When translating from Cypher, you'll encounter three scenarios:

1. **Direct Translation**: Most pattern matching maps cleanly to pure GFQL.
2. **Row-Pipeline Translation**: `RETURN/WITH/ORDER BY/SKIP/LIMIT/DISTINCT/GROUP BY` map to GFQL row operators.
3. **GFQL Advantages**: Some capabilities go beyond what Cypher offers.

### Direct Translations
- Graph patterns: `(a)-[r]->(b)` → chain operations
- Property filters: WHERE clauses embed into operations
- Path traversals: direct `g.gfql("MATCH ...")` supports single and connected
  variable-length relationship forms such as `[*2]`, `[*1..3]`, and `[*]`,
  including bounded/exact variable-length `WHERE` pattern predicates in the
  current row-shaped subset.

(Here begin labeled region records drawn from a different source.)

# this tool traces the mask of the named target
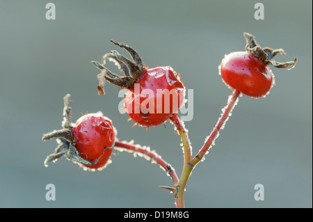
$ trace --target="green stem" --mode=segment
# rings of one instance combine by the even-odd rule
[[[177,114],[174,114],[170,118],[171,121],[175,126],[175,129],[178,132],[182,142],[184,150],[184,168],[178,184],[175,187],[175,192],[176,207],[177,208],[184,208],[184,193],[185,191],[186,183],[193,169],[190,164],[191,160],[191,145],[188,135],[188,131],[186,129],[184,123],[179,120]]]
[[[239,95],[240,92],[236,90],[234,90],[232,95],[230,95],[227,106],[223,109],[222,116],[218,119],[214,129],[211,132],[210,136],[206,139],[203,147],[200,150],[197,155],[195,155],[192,159],[191,145],[188,136],[188,131],[185,129],[184,124],[181,122],[177,114],[175,114],[171,117],[170,120],[175,125],[176,127],[175,129],[179,134],[182,139],[184,154],[183,171],[179,178],[179,181],[175,187],[176,191],[175,192],[175,195],[176,207],[177,208],[185,207],[184,194],[187,180],[189,178],[193,168],[203,158],[207,150],[211,147],[213,141],[214,141],[218,136],[220,130],[223,129],[229,116],[230,116],[232,109],[236,106]]]

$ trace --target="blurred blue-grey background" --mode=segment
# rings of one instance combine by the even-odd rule
[[[60,129],[63,97],[72,95],[73,120],[99,110],[113,120],[120,140],[150,145],[179,175],[179,136],[166,124],[131,129],[118,106],[118,89],[107,84],[98,95],[101,61],[109,42],[134,47],[150,68],[170,65],[193,89],[193,119],[186,122],[196,153],[211,132],[230,90],[218,75],[225,54],[243,51],[244,31],[261,46],[283,48],[272,68],[277,85],[266,98],[241,97],[185,194],[188,207],[312,207],[312,1],[59,1],[47,20],[47,1],[0,1],[0,207],[175,207],[158,186],[172,186],[157,165],[125,152],[101,172],[86,172],[59,159],[44,166],[55,141],[41,135]],[[111,64],[110,64],[111,65]],[[110,66],[113,68],[113,65]],[[56,200],[45,198],[56,186]],[[264,200],[254,199],[256,184]]]

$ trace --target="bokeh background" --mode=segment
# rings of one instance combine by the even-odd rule
[[[101,172],[86,172],[59,159],[44,166],[55,141],[43,133],[60,129],[63,97],[72,95],[73,120],[99,110],[113,120],[120,140],[150,145],[179,175],[183,154],[173,126],[131,128],[118,106],[118,89],[98,95],[101,61],[109,42],[134,47],[150,68],[170,65],[193,89],[194,116],[186,122],[193,154],[203,145],[230,90],[218,75],[225,54],[243,51],[244,31],[261,46],[283,48],[273,68],[277,86],[266,98],[244,96],[205,161],[190,177],[188,207],[312,207],[312,1],[262,1],[265,19],[255,20],[256,1],[57,1],[47,20],[47,1],[0,1],[0,207],[175,207],[158,186],[172,186],[164,171],[126,152]],[[111,65],[111,64],[110,64]],[[110,68],[114,71],[113,66]],[[47,184],[56,200],[47,201]],[[254,187],[264,186],[255,201]]]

Native GFQL still gives you the full explicit hop
  surface (output slicing, intermediate-hop aliasing, and custom rewrites).
- Pattern composition: Multiple patterns become sequential operations
- Same-path constraints: `WHERE` across steps → `g.gfql([...], where=[...])`

## Row-Pipeline Translation (`MATCH ... RETURN`)
- Row source selection: `rows(table=..., source=...)`
- Row filtering: `where_rows(filter_dict=..., expr=...)`
- Projection: `return_(...)` / `with_(...)` / `select(...)`
- Sorting/paging: `order_by(...)`, `skip(...)`, `limit(...)`
- Deduplication: `distinct()`
- Aggregation: `group_by(keys=[...], aggregations=[...])`

These row-pipeline operators are call steps inside the same chain list passed to
`g.gfql([...])` (or to `Chain([...])`), not top-level `g.gfql()` keyword args:

```python
from graphistry import n, e_forward
from graphistry.compute import rows, where_rows, return_, order_by, limit

g.gfql([
    n({"type": "Person"}, name="p"),
    e_forward({"type": "FOLLOWS"}),
    n({"type": "Person"}, name="q"),
    rows(table="nodes", source="q"),
    where_rows(expr="score >= 50"),
    return_([("id", "id"), ("name", "name"), ("score", "score")]),
    order_by([("score", "desc")]),
    limit(25),
])
```

```python
from graphistry.compute.chain import Chain

query = Chain([
    n({"type": "Person"}, name="p"),
    e_forward({"type": "FOLLOWS"}),
    n({"type": "Person"}, name="q"),
    rows(table="nodes", source="q"),
    where_rows(expr="score >= 50"),
    return_(["id", "name", "score"]),
])
g.gfql(query)
```

Projection sequencing and placement rules:

- Multiple `return_(...)` / `with_(...)` / `select(...)` steps are valid and
  execute in list order; each step projects from the current row table produced
  by previous steps.
- Interior mixing is invalid: do not place call steps between traversal steps
  (`n()/e_*()`), e.g. `[n(...), return_(...), e_forward(...)]`.
  Keep call steps in boundary prefix/suffix segments around traversal blocks.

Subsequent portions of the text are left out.